How Low Can We Go? Pixel Annotation for Semantic Segmentation
This addresses the high annotation cost problem for researchers and practitioners in computer vision, offering a method to significantly reduce labeling effort, though it is incremental as it builds on Active Learning and pseudo-labeling techniques.
The study tackled the problem of minimizing pixel annotation for semantic segmentation by using an Oracle with Active Learning, finding that less than 0.1% of pixels need annotation to achieve over 98% accuracy per image, and extended this to dataset-level annotation to reduce costs while matching full annotation performance.

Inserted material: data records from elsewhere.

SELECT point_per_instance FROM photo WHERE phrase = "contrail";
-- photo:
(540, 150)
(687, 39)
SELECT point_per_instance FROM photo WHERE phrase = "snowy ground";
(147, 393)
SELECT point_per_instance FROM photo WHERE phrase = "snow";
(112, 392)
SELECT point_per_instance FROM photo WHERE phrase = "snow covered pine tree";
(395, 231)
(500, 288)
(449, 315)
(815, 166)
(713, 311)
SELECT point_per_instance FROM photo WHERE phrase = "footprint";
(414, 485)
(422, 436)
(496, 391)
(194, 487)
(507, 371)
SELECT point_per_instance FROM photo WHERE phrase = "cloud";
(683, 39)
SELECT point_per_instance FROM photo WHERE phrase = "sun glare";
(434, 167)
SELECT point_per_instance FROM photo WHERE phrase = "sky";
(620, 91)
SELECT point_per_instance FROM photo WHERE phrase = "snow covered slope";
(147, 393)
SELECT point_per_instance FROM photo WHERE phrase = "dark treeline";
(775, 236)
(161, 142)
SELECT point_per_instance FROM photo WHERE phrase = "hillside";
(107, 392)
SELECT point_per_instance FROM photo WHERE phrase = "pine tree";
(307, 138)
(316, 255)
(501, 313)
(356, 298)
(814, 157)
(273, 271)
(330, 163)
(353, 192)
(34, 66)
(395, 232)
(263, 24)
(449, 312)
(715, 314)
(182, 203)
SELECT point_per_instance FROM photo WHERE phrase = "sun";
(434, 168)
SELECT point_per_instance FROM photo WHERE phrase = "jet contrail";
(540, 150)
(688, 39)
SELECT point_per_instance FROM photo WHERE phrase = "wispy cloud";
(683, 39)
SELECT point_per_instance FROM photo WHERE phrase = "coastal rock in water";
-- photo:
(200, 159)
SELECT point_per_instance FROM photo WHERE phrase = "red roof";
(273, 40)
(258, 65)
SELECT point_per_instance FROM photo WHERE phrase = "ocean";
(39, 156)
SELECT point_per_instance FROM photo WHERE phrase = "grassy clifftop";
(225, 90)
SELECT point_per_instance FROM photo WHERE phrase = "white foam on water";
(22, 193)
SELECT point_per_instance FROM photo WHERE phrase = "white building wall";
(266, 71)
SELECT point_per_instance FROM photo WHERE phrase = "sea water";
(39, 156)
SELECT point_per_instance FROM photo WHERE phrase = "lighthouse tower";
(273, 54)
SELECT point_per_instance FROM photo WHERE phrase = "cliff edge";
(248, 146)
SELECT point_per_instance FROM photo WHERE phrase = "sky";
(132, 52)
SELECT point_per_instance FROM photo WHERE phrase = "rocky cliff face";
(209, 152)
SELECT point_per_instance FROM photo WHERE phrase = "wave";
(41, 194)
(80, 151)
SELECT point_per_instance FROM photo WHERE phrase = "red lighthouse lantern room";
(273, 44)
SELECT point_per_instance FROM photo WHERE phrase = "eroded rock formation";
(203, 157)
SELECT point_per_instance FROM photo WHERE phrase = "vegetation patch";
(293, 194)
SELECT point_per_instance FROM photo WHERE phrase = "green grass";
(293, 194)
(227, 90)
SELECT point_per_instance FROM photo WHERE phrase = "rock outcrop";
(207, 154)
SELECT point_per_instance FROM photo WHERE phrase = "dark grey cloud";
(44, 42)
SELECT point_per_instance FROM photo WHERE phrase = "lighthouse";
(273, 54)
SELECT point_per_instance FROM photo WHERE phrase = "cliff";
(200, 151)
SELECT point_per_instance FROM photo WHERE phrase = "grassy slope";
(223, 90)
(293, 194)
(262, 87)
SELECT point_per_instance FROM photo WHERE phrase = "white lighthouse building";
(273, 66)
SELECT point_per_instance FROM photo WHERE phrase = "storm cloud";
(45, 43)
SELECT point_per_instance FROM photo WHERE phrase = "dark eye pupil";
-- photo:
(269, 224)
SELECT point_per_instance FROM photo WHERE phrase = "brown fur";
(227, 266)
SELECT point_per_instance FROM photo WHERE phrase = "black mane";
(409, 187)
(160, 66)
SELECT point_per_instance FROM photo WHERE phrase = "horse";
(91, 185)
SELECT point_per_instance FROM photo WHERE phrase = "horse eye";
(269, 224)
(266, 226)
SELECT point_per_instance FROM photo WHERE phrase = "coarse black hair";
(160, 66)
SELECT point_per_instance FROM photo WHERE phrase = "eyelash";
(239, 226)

How many labeled pixels are needed to segment an image, without any prior knowledge? We conduct an experiment to answer this question. In our experiment, an Oracle is using Active Learning to train a network from scratch. The Oracle has access to the entire label map of the image, but the goal is to reveal as little pixel labels to the network as possible. We find that, on average, the Oracle needs to reveal (i.e., annotate) less than 0.1% of the pixels in order to train a network. The network can then label all pixels in the image at an accuracy of more than 98%. Based on this single-image-annotation experiment, we design an experiment to quickly annotate an entire data set. In the data set level experiment the Oracle trains a new network for each image from scratch. The network can then be used to create pseudo-labels, which are the network predicted labels of the unlabeled pixels, for the entire image. Only then, a data set level network is trained from scratch on all the pseudo-labeled images at once. We repeat both image level and data set level experiments on two, very different, real-world data sets, and find that it is possible to reach the performance of a fully annotated data set using a fraction of the annotation cost.